1. Field of the Invention
The disclosure relates generally to the field of sensors. More specifically, the present disclosure relates to a pressure sensor. Yet more specifically, the present disclosure concerns a pressure sensor within a wellbore and a method of using the pressure sensor.
2. Description of Related Art
Pressure gauges or sensors typically measure fluid pressure by communicating with the fluid whose pressure is being measured and transferring the pressure of the fluid being measured to a medium associated with the gauge. The medium generally reacts to the applied pressure, wherein a subsequent gauging of how the medium reacts can be correlated to provide a value for the measured pressure. An example of one such medium includes a fluid column, where the fluid density is known so that any corresponding change in elevation of the fluid column can easily be converted to a pressure reading. Other mediums include Bourdon tubes, springs, diaphragms, piezoelectric devices, piezorestrictive devices, and capacitive manometers.
Currently, some pressure sensors used in subterranean wellbores include a quartz resonator whose resonant frequency changes with pressure. However, a quartz resonator's resonant frequency also changes with temperature. Cutting the quartz crystal along different crystal axis can minimize its temperature sensitivity and maximize its pressure sensitivity. However, temperature compensation is still necessary and is generally accomplished using a second quartz resonator that is in thermal contact with the pressure-sensing resonator but which is not exposed to the high pressure of the downhole fluid. Sometimes a third, reference resonator is also used as a time base. For pressure sensing, the orientations include AT- or BT-cut. For temperature sensing, the orientations include AC- or BC-cut. For a time-base or frequency reference (which is not exposed to pressure) the orientation is generally SC-cut. Other pressure sensors used in downhole applications involve exposing an optical medium to fluid pressure, passing a light signal through the medium, and monitoring the behavior of the light passing through the medium. Examples of such optical mediums include a Fiber Bragg grating and a Fabry-Perot interferometer.
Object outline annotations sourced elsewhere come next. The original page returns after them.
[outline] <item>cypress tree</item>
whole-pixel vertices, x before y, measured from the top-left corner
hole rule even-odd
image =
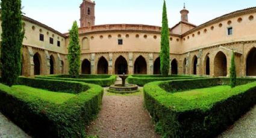
[[[80,68],[81,49],[78,37],[78,26],[76,21],[75,21],[71,30],[69,31],[67,58],[69,62],[69,74],[75,78],[79,76],[79,68]]]
[[[161,31],[160,70],[164,77],[167,77],[170,68],[170,47],[169,36],[170,32],[168,26],[166,5],[165,1],[163,7],[162,28]]]
[[[2,80],[11,86],[21,70],[21,47],[25,31],[22,30],[21,0],[2,0],[1,68]]]
[[[231,58],[231,67],[229,68],[229,85],[231,88],[234,88],[236,85],[236,79],[237,75],[236,72],[236,63],[235,63],[235,56],[234,53],[233,52]]]

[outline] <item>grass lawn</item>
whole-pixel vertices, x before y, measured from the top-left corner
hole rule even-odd
[[[48,91],[24,85],[14,85],[11,89],[14,90],[13,92],[25,93],[55,104],[61,104],[76,95],[73,94]]]
[[[255,84],[256,82],[253,82],[233,88],[229,86],[222,85],[173,94],[163,92],[156,98],[174,110],[183,111],[195,108],[205,110],[211,109],[216,102],[243,92]]]

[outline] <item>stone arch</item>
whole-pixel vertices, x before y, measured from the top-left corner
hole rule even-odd
[[[50,74],[54,74],[55,71],[54,70],[55,67],[55,60],[53,55],[50,56]]]
[[[186,74],[186,65],[187,65],[187,58],[184,58],[183,60],[183,74]]]
[[[82,49],[89,49],[89,40],[87,37],[84,37],[82,40]]]
[[[101,56],[98,61],[97,70],[98,74],[108,74],[108,63],[104,56]]]
[[[197,65],[198,65],[198,57],[195,55],[192,58],[192,74],[194,75],[197,74]]]
[[[256,47],[252,47],[246,58],[246,76],[256,76]]]
[[[34,62],[34,75],[40,75],[42,73],[42,61],[41,56],[37,52],[33,56]]]
[[[160,57],[155,59],[154,62],[154,74],[161,74]]]
[[[82,62],[81,67],[82,74],[91,74],[91,62],[87,59],[84,59]]]
[[[147,74],[147,64],[145,58],[142,56],[139,56],[136,58],[134,71],[135,74]]]
[[[214,61],[214,73],[215,77],[226,76],[226,56],[221,51],[217,53]]]
[[[204,58],[204,73],[205,75],[210,75],[210,57],[209,53],[207,53]]]
[[[178,74],[178,62],[176,59],[173,59],[171,62],[172,74]]]
[[[128,64],[126,59],[122,56],[119,56],[114,63],[114,73],[116,74],[128,74]]]
[[[63,74],[64,73],[64,68],[65,65],[64,64],[63,61],[61,61],[61,74]]]

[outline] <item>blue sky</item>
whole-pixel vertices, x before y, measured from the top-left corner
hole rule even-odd
[[[25,16],[61,32],[79,22],[82,0],[22,0]],[[161,0],[96,0],[96,25],[136,23],[161,26]],[[189,22],[199,25],[223,14],[256,7],[255,0],[166,0],[169,27],[180,20],[186,2]]]

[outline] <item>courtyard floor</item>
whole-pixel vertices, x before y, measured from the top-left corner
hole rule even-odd
[[[117,80],[116,83],[120,83]],[[160,137],[143,107],[143,92],[115,94],[104,88],[98,118],[86,128],[91,136],[104,137]],[[140,89],[142,89],[140,88]],[[30,137],[0,112],[0,138]],[[256,106],[218,138],[256,137]]]

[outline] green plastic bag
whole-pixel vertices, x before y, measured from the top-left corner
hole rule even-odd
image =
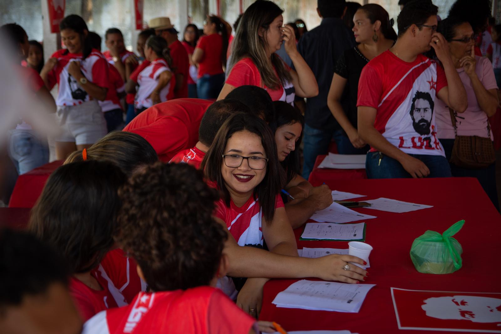
[[[460,220],[440,234],[428,230],[418,237],[410,248],[410,258],[416,270],[425,274],[449,274],[462,266],[461,245],[452,236],[461,229]]]

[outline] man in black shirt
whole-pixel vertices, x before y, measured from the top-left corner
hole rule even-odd
[[[353,33],[341,18],[345,0],[318,0],[320,25],[303,35],[298,50],[315,74],[319,94],[308,99],[305,114],[303,177],[308,180],[319,154],[327,154],[334,131],[341,128],[327,106],[334,65],[343,52],[355,45]]]

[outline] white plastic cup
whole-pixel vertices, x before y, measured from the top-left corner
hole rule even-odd
[[[371,253],[371,251],[372,250],[372,246],[369,244],[366,244],[365,242],[360,242],[360,241],[350,241],[348,243],[348,246],[349,255],[359,257],[366,262],[369,262],[369,255]],[[354,262],[350,263],[358,266],[363,269],[365,269],[366,268],[366,266],[362,264],[359,264]]]

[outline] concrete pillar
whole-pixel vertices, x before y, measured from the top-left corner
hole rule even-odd
[[[42,2],[42,27],[44,33],[44,57],[45,61],[47,61],[52,54],[61,48],[61,38],[59,33],[53,34],[51,32],[47,0],[40,1]]]

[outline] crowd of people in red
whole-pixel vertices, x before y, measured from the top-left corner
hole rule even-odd
[[[366,154],[370,178],[473,177],[497,208],[494,162],[451,159],[458,135],[493,140],[501,26],[487,0],[457,0],[441,20],[430,0],[400,5],[398,35],[382,7],[345,0],[318,0],[310,31],[268,0],[232,28],[188,25],[182,42],[157,18],[139,55],[116,28],[102,53],[70,15],[45,63],[21,26],[0,28],[27,90],[55,113],[64,160],[28,231],[0,230],[0,328],[274,332],[257,321],[270,278],[368,277],[345,265],[356,257],[298,256],[293,229],[332,203],[308,181],[332,141]],[[48,161],[36,128],[23,118],[10,133],[20,174]]]

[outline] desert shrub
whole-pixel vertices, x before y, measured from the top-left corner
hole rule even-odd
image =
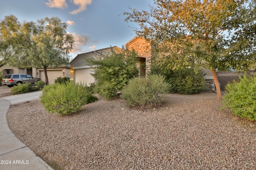
[[[205,88],[205,73],[193,68],[173,70],[168,82],[173,85],[172,92],[183,94],[197,94]]]
[[[162,102],[170,87],[161,75],[130,80],[122,90],[121,98],[132,107],[150,107]]]
[[[123,49],[120,51],[112,50],[108,55],[86,60],[89,66],[96,66],[91,74],[96,80],[95,92],[106,100],[115,96],[129,79],[138,76],[137,57],[134,50]]]
[[[54,80],[54,83],[59,83],[60,84],[64,83],[66,84],[66,82],[70,81],[70,78],[68,77],[57,77],[57,78]]]
[[[45,82],[44,82],[42,80],[39,80],[36,82],[35,84],[39,88],[42,89],[45,85]]]
[[[83,105],[97,100],[87,92],[86,85],[73,81],[44,87],[40,98],[46,110],[60,115],[76,113]]]
[[[19,84],[18,86],[14,86],[12,88],[10,94],[13,95],[22,94],[39,90],[39,88],[38,87],[33,86],[30,83]]]
[[[226,86],[222,109],[230,108],[232,113],[242,117],[256,120],[256,77],[246,74],[240,82],[234,80]]]

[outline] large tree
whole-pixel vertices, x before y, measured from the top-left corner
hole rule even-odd
[[[239,7],[230,36],[227,61],[238,71],[256,68],[256,2],[244,1]]]
[[[137,34],[156,44],[158,55],[153,57],[160,67],[171,70],[197,66],[211,70],[217,98],[221,100],[216,69],[227,63],[230,35],[241,23],[238,17],[243,15],[240,7],[244,1],[154,1],[150,11],[131,8],[132,12],[124,13],[128,16],[126,20],[139,23]]]
[[[69,63],[74,43],[67,25],[58,17],[45,18],[36,23],[19,21],[13,15],[0,23],[0,58],[11,66],[47,68]]]

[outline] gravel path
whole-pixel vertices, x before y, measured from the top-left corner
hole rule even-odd
[[[216,97],[171,94],[148,109],[100,98],[61,117],[37,100],[11,105],[7,118],[17,137],[58,169],[256,169],[254,125],[220,111]]]

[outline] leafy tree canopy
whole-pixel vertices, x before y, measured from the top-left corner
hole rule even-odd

These pressure-sensing devices are subject to high ambient temperatures as well as to sudden but small variations in ambient temperature during sudden pressure changes, which are inherently adiabatic. As the temperature of the pressure sensor changes, the corresponding pressure reading changes too and a correction is necessary. However, when trying to monitor a pressure pulse as a function of time, as is often done, a complete temperature correction may not be possible because the local change in temperature of the pressure sensor cannot be corrected using the temperature sensor's reading because there is insufficient time for the temperature sensor to have reached thermal equilibrium with the pressure sensor.
Fiber Bragg Gratings (FBG) can be used as optical sensors for pressure and temperature and are typically made by inscribing a repeated pattern of refractive index variations into an optical fiber. These FBG production means are generally well known in the art such as by using the interference pattern of two intense UV laser beams. Changes in strain, stress, or temperature experienced by the fiber affect the light reflected from the FBG. The changes in light reflection are then correlated to changes in ambient conditions experienced by the FBG.
One example of a Fabry-Perot interferometer 54 is shown in FIG. 1. These devices typically comprise an optical fiber 56 having one end secured within a housing 64. The housing 64 also retains a diaphragm 60 shown opposite from the terminal end of the optical fiber 56. The housing 64 is configured to have a cavity 58 therein, although the optical fiber 56 extends a distance into the cavity 58, a gap 66 still exists between the terminal end of the optical fiber 56 and the diaphragm 60. The inner surface 62 of the diaphragm 60 is proximate to the fiber 56 and the outer surface 61 is subjected to pressure ambient to the interferometer 54. Light rays (R1 and R2) are emitted to the terminal end of the fiber 56 wherein at least a portion of these rays reach the inner surface 62 of the diaphragm 60. When light is passed through the fiber 56, a portion of the light reflects (R2) at the tip back into the fiber 56, and a portion (R1) passes through the tip to the diaphragm and reflects from the diaphragm back into the fiber 56. As R1 and R2 propagate back through the fiber 56, the gap in reflection distance between R1 and R2 results in measurable light interference between the two signals. Changes in pressure on the outer surface 61 of the diaphragm 60 affects the gap length 66 that in turn alters the measured light interference. The amount of interference can be correlated into the pressure exerted onto the outer surface 61 based on the change in gap width due to pressure changes.
The responsiveness of these devices can be affected by temperature. While temperature compensation means can be implemented for use with these devices, there exists a need for a pressure sensor whose readings are not in error and do not overshoot during pressure pulses and which have high resolution, high sensitivity, high dynamic range, and which can be operated at high downhole pressures and temperatures.